And we meet a few other characters, each with his or her own agenda, obvious or hidden. After presenting her rather full cast, Clark then dispatches several of them in a yacht explosion that leaves Nell mourning the death of her husband. Plagued by guilt because her last words to him were in anger, and annoyed by rumors that he'd been engaged in shady business dealings, she feels compelled to put her political ambitions on hold while she investigates the explosion. Naturally, she discovers information that the police have overlooked. Naturally, this discovery places her in peril.

This sort of tale has accounted for 21 bestsellers by the author, and there's no reason to think "Goodbye" won't make it 22. Clark's use of telepathic powers, precognition and other paranormal plot elements may incur the wrath of suspense purists who label such fiction "woo-woo." Still others may find the tale's credibility undercut by the absence of media interest in a bombing in New York harbor that takes the life of a member of a prominent political family.

But Clark, whom her publishers have proclaimed "America's queen of suspense" (allowing such non-colonials as P.D. James and Ruth Rendell a little wiggle room), clearly knows what her readers want. Here she provides it, in spades.

*

Dan Barton's debut novel, "Killer Material" (St. Martin's Minotaur, $24.95, 304 pages), presents a fresh and fast-paced introduction to its engaging hero, Southern California comedian Biff Kincaid, and the strange, seedy yet exhilarating backstage world of the stand-up comic. The author's research comes from years spent performing stand-up, and the experience shows in his descriptions of the highs and lows of stage life. When murder and mayhem enter the mix, however, reality steps outside for a smoke.

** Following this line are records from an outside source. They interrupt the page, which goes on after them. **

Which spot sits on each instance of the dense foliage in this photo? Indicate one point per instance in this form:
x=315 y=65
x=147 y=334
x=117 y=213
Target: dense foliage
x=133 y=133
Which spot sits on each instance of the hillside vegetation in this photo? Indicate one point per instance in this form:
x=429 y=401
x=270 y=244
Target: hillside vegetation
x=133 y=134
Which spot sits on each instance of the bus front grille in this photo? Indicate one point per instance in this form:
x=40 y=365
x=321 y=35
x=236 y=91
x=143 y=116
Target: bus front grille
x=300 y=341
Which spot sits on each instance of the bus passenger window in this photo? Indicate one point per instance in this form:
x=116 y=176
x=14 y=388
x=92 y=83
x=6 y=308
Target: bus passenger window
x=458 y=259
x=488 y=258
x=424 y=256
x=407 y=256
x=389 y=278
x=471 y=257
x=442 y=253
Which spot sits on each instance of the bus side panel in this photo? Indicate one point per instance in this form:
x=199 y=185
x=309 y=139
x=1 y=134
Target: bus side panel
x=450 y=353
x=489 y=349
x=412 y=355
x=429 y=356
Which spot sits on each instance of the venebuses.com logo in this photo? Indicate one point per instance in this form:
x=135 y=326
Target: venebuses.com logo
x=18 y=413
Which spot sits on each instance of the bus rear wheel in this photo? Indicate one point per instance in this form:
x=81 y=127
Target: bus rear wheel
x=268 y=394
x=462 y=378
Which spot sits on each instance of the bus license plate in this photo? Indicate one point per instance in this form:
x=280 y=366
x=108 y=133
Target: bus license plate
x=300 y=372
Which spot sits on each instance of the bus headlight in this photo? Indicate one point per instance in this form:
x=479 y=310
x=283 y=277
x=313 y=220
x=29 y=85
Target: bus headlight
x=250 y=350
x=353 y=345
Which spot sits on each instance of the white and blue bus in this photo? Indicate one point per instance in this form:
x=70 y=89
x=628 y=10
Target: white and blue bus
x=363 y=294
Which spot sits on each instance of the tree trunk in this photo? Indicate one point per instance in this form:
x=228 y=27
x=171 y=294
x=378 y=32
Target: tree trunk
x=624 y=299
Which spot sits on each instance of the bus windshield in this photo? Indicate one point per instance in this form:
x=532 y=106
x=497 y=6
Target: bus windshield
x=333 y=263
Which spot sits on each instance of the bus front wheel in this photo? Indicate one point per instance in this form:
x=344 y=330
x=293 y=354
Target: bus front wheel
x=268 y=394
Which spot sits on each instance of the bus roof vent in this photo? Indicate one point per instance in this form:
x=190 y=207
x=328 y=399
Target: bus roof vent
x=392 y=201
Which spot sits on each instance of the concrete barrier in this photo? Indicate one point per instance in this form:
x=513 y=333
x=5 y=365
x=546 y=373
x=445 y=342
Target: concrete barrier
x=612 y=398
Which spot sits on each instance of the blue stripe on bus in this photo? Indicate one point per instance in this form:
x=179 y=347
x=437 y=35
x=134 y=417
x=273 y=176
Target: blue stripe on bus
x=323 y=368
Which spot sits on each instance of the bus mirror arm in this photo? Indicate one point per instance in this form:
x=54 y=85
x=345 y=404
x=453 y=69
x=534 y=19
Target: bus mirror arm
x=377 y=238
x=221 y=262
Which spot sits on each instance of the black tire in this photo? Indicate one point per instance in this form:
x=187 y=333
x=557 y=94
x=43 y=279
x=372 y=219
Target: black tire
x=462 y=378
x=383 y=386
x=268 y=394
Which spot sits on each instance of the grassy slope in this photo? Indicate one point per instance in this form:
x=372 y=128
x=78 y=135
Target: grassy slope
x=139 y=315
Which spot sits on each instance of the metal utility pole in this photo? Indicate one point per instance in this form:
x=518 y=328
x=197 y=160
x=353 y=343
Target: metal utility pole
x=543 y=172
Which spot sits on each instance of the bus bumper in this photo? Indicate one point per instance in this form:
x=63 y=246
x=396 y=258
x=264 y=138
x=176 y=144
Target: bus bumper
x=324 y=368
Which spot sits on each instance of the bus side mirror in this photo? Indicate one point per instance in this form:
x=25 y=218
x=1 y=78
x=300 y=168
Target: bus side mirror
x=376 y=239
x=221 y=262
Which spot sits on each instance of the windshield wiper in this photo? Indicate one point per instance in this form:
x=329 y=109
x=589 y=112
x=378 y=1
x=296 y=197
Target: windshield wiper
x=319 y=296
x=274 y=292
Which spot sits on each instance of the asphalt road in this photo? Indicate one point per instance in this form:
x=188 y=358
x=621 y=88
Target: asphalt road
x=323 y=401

Here's the setup: Roger Fisk, an ultra-wealthy, probably psychotic comic wannabe, has hit town and created an atmosphere in which, according to Biff, "bad things happen to good comics." The untalented Fisk has hired minions to steal routines and possibly even murder comedians who get in his way. One assumes that hard knocks, physical and mental, are part of the performer's lot. It's not surprising that Biff can hold his own in a fight. But the amount of punishment he dishes out and takes in trying to reclaim his stolen material is a bit over the top. And he keeps more armament under his bed than you'd find at a Posse Comitatus picnic. Jim Carrey (or Drew Carey) as Mike Hammer? That's a tough fit. But, with all that, "Material" definitely has its moments. And, after the Fox TV "Who Wants to Marry a Multi-Millionaire?" fiasco, we should probably be willing to believe comics are capable of anything.

*

"The Campfire Collection: Spine-Tingling Tales to Tell in the Dark" (Chronicle Books, $15.95, 245 pages) is a sturdy trade paperback chock-full of scary stories. As edited by San Francisco author Eric B. Martin, some of the entries are fact (like a section of Beryl Bainbridge's "The Birthday Boys" that follows Capt. Robert Scott's doomed expedition to the South Pole), some are fiction (among them Tobias Wolff's "Hunters in the Snow"). All take place outdoors, where nature and man (and monster) can turn a wilderness outing into a nightmare experience. Authors include Edgar Allan Poe (of course), Jack London, Paul Bowles and anthropologist Judith M. Brueske. A disparate group, ordinarily, but all on the same page when it comes to making your hair stand on end.